Posts Tagged ‘history of science’

Is Science Mostly Driven by Ideas or by Tools?

December 16, 2012

This week’s issue of Science has a pair of interesting essays looking at the history of science and what drives progress in scientific research.  In the first essay, Freeman Dyson examines the question through the lens of two books: Thomas Kuhn’s The Structure of Scientific Revolutions and Peter Galison’s Image and Logic.  Whereas Kuhn argues that new ideas and paradigms (e.g. relativity and quantum theory) drive science forward, Galison sees the invention of new technologies (in particular the move from analog technologies to digital technologies) as having shaped the evolution of science.  Dyson falls more on the side of Galison, arguing that new technologies drive the creation of new ideas (e.g. invention of the steam engine led to the development of thermodynamics) and that new tools enable the discoveries that create new paridigms:

The great recent discoveries in the physical sciences were dark matter and dark energy, two mysterious monsters together constituting 97% of the mass of the universe. These discoveries did not give rise to new paradigms. We cannot build paradigms out of ignorance. The monsters were discovered by using the new tools of astronomy, wide-field cameras, and digital data processing. We must study the monsters patiently with new and more precise digital tools before we can begin to understand them. Galisonian science will continue to explore, with constantly evolving tools, the structures of space and time and galaxies and particles and genomes and brains.

On the other hand, Sydney Brenner looks at the history of biology in a companion essay and comes to the opposite conclusion:

We can now see exactly what constituted the new paradigm in the life sciences: It was the introduction of the idea of information and its physical embodiment in DNA sequences of four different bases. Thus, although the components of DNA are simple chemicals, the complexity that can be generated by different sequences is enormous. In 1953, biochemists were preoccupied only with questions of matter and energy, but now they had to add information. In the study of protein synthesis, most biochemists were concerned with the source of energy for the synthesis of the peptide bond; a few wrote about the “patternization” problem. For molecular biologists, the problem was how one sequence of four nucleotides encoded another sequence of 20 amino acids.

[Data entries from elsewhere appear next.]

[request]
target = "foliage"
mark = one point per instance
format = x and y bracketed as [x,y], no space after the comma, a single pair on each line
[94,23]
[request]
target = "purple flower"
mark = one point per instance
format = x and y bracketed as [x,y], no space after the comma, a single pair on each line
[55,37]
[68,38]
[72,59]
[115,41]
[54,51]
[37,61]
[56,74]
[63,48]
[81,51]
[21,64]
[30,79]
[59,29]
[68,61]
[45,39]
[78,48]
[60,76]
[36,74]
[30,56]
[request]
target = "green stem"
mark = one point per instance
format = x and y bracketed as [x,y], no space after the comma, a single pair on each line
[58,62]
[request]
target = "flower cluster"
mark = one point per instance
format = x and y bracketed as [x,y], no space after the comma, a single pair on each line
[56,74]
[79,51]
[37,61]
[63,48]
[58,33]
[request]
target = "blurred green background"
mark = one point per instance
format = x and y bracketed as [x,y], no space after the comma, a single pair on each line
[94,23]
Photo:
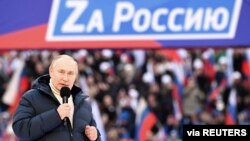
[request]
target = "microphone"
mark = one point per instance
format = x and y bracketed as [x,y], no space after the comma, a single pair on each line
[65,93]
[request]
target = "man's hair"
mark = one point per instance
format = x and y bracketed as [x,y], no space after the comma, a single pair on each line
[62,56]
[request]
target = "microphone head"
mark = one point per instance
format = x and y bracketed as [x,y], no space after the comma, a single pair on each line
[65,92]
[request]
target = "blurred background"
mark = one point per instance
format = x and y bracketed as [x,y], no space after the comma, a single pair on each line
[141,93]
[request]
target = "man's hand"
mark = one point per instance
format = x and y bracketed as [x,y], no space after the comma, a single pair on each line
[64,110]
[91,132]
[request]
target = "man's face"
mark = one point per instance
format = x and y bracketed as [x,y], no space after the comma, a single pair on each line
[63,73]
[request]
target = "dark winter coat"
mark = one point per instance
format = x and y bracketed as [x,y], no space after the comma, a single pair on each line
[37,119]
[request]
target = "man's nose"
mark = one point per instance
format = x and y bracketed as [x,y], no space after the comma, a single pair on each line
[65,77]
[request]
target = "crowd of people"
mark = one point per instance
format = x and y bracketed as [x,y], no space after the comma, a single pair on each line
[175,86]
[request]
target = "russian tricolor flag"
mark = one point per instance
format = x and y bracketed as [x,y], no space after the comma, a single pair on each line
[231,111]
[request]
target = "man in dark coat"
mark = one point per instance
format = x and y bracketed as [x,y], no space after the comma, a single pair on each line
[40,113]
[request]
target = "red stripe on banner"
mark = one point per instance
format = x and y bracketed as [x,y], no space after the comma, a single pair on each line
[34,38]
[148,122]
[23,87]
[229,119]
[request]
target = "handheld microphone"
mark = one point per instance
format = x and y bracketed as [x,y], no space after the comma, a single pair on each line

In essence, the revolution in biology was sparked by the simple idea that DNA encodes information.  Prior to the discovery of the double helix in 1953, biologists had been studying the physical and chemical properties of chromosomes, trying to understand how they could make a cell.  After 1953, however, the ideas born from Watson and Crick’s paper focused experimenters attention to the important question of how the information within DNA gets read.  Indeed, the answer to that question forms the central dogma of modern molecular biology.

As a biologist myself, I tend to side more with Brenner.  While it is true that new tools are essential for making new discoveries in science, new ideas are even more important because they define the important questions in science.  Indeed, today new tools such as next generation sequencing technologies are helping make new discoveries, but in many cases our ability to generate data outpaces our ability to understand it.

Of course, in the end Kuhnian science (driven by ideas) and Galisonian science (driven by tools) constantly feed back upon one another.  New tools can generate new findings that challenge old ideas, perhaps sparking the Kuhnians to seek new ideas.  These new ideas, in turn, generate new questions that the Galisonians can answer with new tools.  This feedback is already apparent in the various efforts to map the connections between all of the neurons in the brain (to create the so-called connectome).  The effort is a purely Galisonian one, to be driven forward by new microscopy technologies and data analysis techniques, but understanding how to interpret the connectome and make any sense of the data will require the invention of new paradigms for how we think of the brain.